The prevalence of Sads is not fully known as many sudden deaths are put down to accidents, but research suggests it claims around 500 lives a year in Britain.
It was first noted in 1977 among Hmong refugees in the US. It was then reported again in Singapore when medics looked through records which showed 230 healthy Thai men died suddenly between 1982 and 1990.
‘My dad, Ken, 58, was supposed to be celebrating his 40th wedding anniversary with her on a cruise – they’d been together since they were 11 years old.
‘We will never know the true cause for why our mum had a panic attack that then killed her.
‘But due to the slow response by medics in Egypt I don’t think I’ll ever go abroad again. I just don’t feel safe taking my kids away incase something was to happen to them.
‘My mum had no history of panic attacks and was the happiest and most caring person you could ever meet.’
Leiann is now sharing her story as a warning to other tourists who will be going abroad this summer.
She added: ‘I want to make people aware that on-site doctors aren’t always able to help and if something serious happens that you might be left to wait like we did.
‘We don’t know whether faster medical help would have saved her life but it definitely would have made it less frightening for her and us during her final moments.’
The family booked their two week luxury break with Romford-based A1 Travel, which has since gone out of business following the collapse of Monarch Airlines.
The Beach family have since launched a legal case against Hawaii Riviera Aqua Park to investigate the death and find the causes behind the claimed delay.
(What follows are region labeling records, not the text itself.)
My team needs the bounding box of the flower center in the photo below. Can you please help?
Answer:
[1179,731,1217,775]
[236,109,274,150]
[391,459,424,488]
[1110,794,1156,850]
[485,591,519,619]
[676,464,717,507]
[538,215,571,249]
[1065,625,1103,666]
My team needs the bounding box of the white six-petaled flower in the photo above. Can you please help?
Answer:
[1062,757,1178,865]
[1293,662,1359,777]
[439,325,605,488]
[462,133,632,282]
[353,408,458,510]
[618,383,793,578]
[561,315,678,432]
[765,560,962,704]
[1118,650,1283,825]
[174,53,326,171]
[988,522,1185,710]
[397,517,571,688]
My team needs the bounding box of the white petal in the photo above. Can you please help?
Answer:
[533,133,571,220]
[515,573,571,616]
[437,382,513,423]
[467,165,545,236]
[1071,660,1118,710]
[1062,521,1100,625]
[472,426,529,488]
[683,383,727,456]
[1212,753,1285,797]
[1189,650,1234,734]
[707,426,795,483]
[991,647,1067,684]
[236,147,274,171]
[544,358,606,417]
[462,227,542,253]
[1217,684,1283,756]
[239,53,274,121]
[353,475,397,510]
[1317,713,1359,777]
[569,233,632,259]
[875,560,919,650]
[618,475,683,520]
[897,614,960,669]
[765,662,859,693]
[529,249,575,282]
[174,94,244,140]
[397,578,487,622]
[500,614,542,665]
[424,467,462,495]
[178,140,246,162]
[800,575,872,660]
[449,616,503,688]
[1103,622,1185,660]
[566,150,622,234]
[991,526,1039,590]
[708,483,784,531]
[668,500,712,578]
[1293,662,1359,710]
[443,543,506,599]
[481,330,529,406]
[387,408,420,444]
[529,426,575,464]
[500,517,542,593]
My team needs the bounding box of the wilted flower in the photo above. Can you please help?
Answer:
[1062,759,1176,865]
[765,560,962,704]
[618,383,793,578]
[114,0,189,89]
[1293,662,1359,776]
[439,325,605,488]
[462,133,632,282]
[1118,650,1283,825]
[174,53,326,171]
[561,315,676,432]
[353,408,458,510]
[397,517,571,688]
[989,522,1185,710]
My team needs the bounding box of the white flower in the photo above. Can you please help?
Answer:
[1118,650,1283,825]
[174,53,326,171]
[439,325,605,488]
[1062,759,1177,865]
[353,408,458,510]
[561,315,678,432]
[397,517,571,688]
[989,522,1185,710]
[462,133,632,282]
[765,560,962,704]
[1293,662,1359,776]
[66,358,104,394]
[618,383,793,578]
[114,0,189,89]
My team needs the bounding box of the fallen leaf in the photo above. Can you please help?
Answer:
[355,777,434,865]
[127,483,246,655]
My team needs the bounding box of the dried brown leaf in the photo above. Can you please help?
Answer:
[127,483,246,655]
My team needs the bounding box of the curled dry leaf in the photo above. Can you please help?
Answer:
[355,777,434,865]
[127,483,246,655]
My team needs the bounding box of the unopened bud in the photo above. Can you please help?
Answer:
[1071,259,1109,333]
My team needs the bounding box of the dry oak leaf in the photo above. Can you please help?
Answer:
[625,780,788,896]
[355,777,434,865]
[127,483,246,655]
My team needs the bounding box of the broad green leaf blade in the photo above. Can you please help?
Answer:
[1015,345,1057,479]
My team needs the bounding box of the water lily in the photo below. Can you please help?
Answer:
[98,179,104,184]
Hawaii Riviera Aqua Park Resort has yet to respond to a request for comment.
Can having a panic attack kill you?
A panic attack takes place when the body experiences a rush of intense psychological and physical symptoms.
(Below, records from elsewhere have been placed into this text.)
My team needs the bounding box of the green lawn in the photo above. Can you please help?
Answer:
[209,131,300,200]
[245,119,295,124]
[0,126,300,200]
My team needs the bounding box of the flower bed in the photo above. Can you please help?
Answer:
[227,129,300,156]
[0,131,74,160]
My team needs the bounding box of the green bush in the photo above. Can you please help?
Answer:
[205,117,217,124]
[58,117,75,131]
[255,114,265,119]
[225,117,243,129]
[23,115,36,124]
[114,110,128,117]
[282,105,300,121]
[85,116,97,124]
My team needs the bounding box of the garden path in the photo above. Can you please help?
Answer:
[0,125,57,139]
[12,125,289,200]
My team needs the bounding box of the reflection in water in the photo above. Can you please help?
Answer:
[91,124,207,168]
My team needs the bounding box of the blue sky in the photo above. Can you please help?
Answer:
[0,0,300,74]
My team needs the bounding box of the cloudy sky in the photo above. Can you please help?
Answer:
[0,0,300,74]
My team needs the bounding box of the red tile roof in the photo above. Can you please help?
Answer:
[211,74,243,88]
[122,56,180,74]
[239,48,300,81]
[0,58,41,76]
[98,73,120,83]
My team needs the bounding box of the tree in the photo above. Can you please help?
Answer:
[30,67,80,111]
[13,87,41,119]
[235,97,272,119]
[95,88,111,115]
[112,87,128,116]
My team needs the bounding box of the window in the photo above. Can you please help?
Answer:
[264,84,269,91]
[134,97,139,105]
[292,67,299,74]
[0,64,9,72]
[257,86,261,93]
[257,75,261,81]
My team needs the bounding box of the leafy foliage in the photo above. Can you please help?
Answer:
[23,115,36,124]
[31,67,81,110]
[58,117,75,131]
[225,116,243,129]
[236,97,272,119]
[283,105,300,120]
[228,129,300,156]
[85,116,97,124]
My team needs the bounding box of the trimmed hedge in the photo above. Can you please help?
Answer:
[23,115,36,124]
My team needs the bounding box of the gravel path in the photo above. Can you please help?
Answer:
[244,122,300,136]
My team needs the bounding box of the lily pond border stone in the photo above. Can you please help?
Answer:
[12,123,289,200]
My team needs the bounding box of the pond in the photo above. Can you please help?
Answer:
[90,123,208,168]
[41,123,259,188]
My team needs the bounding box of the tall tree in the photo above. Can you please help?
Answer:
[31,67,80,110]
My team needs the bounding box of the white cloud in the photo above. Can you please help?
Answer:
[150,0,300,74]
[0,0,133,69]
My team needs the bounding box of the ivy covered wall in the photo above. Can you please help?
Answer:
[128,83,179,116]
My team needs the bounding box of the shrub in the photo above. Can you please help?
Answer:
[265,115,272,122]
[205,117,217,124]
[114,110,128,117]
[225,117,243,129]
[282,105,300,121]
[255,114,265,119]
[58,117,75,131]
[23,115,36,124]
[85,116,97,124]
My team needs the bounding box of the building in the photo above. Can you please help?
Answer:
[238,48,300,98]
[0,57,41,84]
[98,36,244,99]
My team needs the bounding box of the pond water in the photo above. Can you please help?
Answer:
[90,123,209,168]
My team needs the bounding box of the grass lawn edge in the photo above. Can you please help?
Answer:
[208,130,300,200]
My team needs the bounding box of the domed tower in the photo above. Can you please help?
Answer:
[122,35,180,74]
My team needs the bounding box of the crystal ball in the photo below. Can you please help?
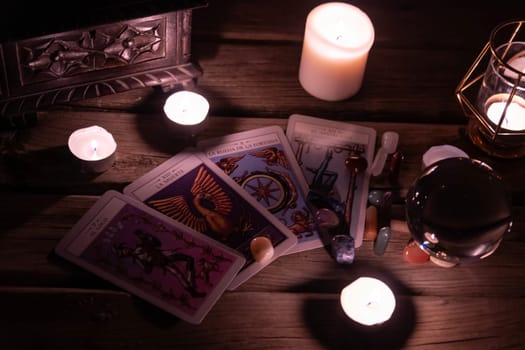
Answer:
[406,157,512,264]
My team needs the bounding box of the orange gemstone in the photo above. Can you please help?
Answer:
[403,240,430,264]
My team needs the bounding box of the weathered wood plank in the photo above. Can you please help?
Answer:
[0,193,525,297]
[0,288,525,350]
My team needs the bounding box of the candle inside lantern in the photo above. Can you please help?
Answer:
[485,94,525,131]
[299,2,374,101]
[164,91,210,125]
[340,277,396,326]
[68,125,117,173]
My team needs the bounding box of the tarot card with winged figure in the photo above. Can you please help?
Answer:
[124,151,297,290]
[197,125,323,254]
[55,191,245,324]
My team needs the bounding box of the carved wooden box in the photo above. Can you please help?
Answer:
[0,0,207,125]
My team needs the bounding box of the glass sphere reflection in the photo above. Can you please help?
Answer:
[406,157,512,263]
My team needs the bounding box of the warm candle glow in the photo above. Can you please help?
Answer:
[164,91,210,125]
[68,125,117,172]
[485,94,525,131]
[299,2,374,101]
[340,277,396,326]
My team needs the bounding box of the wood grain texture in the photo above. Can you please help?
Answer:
[0,0,525,350]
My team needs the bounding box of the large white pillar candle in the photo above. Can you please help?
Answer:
[340,277,396,326]
[299,2,374,101]
[164,91,210,125]
[68,125,117,173]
These can make people feel an overwhelming sense of fear, along with nausea, sweating, trembling and a sensation of a irregular heartbeat.
Some people with the condition of panic disorder may have one or two attacks each month, while others can have several a week.
Possible causes including traumatic life experiences, neurotransmitters, genetic links, increased sensitivity to carbon dioxide or catastrophic thinking.
The NHS advises a panic attack can be ‘very frightening and intense, but it is not dangerous’. Doctors say it is not possible to die from a panic attack alone.
But there have been examples of panic attacks exacerbating another condition that can be fatal, with one previous incident in the US in 2010.
Then, Danielle Goldberg, 26, got stuck in a lift in New York, and suffered a panic attack that made her heart beat so wildly that it went into cardiac arrest.
She lost consciousness and died in hospital – but already had a congenital heart condition, meaning it was not the panic attack itself that killed her.
NHS medics also say panic attacks should not cause people any physical harm and it is unlikely that they will be admitted to hospital if they have had one.